Voorbeelden. De debuutfilm van Justine Triet, La bataille de Solférino (2013), werd geselecteerd voor het kleinste en vaakst vergeten programmaonderdeel ACID, haar In Bed with Victoria (2016) was te zien in de Semaine de la Critique en met Sibyl (2019) belandde ze in de hoofdcompetitie – om in 2023 de Palme d’Or te winnen met Anatomy of a Fall. Of: Alice Rohrwacher, van wie het debuut Corpo celeste (2011) in de Quinzaine des Cinéastes te zien was, werd daarna met Le meraviglie (2014), Lazzaro felice (2018) en La chimera (2023) een vaste kracht in de hoofdcompetitie, wat dit jaar wordt bekrachtigd met haar juryvoorzitterschap van de Camera d’Or. Waar ze op zoek kan gaan naar de volgende potentiële leden van de Familie.
Bovengenoemde makers sluiten zich aan bij Jane Campion, Naomi Kawase, Andrea Arnold, Claire Denis, Céline Sciamma en Sofia Coppola – vrouwen die inmiddels onmiskenbaar tot de grote namen van de hedendaagse cinema behoren.

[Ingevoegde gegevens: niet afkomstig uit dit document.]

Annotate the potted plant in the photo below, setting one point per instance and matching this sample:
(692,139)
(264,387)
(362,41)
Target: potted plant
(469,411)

Het lijkt ons dat Cannes daadwerkelijk een canon aan het bouwen is voor vrouwelijke filmmakers, net zoals ze dat gedaan hebben met mannelijke, met wie ze jarenlange relaties opbouwen. Daarbij hoort ook dat, zeg, ‘een mindere Wes Anderson’ alsnog in de hoofdcompetitie belandt. En dat het festival een vraag kan verwachten op de persconferentie als de nieuwe Dardennes eens niet in hoofdcompetitie zou draaien. (Maar geen zorgen, ze draaien er weer, met Jeunes mères.)
En zo’n vraag kun je inmiddels ook stellen over de nieuwe Ramsay of de nieuwe Arnold – het zou verbazen als die niet geselecteerd zouden worden. Tien jaar geleden leefde dat gevoel nog niet.
Dan heb je nog de Cannes-onieke subtop, met makers die al jaren meelopen en dus waarschijnlijk de canon nooit meer zullen bereiken – maar best nog eens een keer voor de hoofdcompetitie geselecteerd kunnen worden. Van regisseurs als, dit jaar, Carla Simón (met Romería), maar ook Catherine Breillat, Ildikó Enyedi, Jessica Hausner, Catherine Corsini, Lucrecia Martel en Nadine Labaki mag je verwachten dat elke nieuwe film op z’n minst wordt overwogen.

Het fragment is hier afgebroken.